The second query gets a lower estimated cost because it performs fewer IO than the first. The startup expression saves reads on the Orders table. Reading the query plan from a logical perspective (left to right) helps illustrate. The rightmost nested loop seeks into orders for each row from the index scan on customers. Before the seek on orders occurs, the row goes through the filter iterator. The startup expression (CompanyName = 'Spécialités du monde') filters rows before they seek into Orders. Fewer seeks into Orders saves this query a few IO. Despite this observation, we can't always assume ON filters perform better than WHERE filters. Many factors can sway performance one way or another, and each query requires testing.
Up to this point, we've focused on outer joins. We've neglected inner joins because filter placement doesn't matter in our examples. We get the same results, same execution plan, same IO, and same CPU time.

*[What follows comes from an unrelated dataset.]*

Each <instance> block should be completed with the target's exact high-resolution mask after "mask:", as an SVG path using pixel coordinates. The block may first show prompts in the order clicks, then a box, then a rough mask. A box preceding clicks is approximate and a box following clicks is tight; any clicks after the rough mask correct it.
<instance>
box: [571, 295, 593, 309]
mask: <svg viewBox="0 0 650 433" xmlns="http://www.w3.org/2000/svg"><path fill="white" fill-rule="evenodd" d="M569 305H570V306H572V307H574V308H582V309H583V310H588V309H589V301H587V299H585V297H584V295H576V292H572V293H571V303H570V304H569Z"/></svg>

SELECT c.CustomerID,c.CompanyName,C.City,C.Country
,o.OrderID,o.CustomerID,o.OrderDate
FROM dbo.Customers c
INNER JOIN dbo.Orders o
ON o.CustomerID = c.CustomerID
AND c.CompanyName = 'Spécialités du monde'
WHERE c.Country = 'France' AND c.City = 'Paris'
SELECT c.CustomerID,c.CompanyName,C.City,C.Country
,o.OrderID,o.CustomerID,o.OrderDate
FROM dbo.Customers c
INNER JOIN dbo.Orders o
ON o.CustomerID = c.CustomerID
WHERE c.Country = 'France' AND c.City = 'Paris'
AND c.CompanyName = 'Spécialités du monde'

In summary, predicate placement can impact query results and performance in outer joins. I remember when I learned the ON clause could have more than one filter. I moved a filter from the WHERE to an ON and "voilà" the query performance improved. I didn't stop to question how the change might have altered the query results. In retrospect, I should have focused on query accuracy before the performance.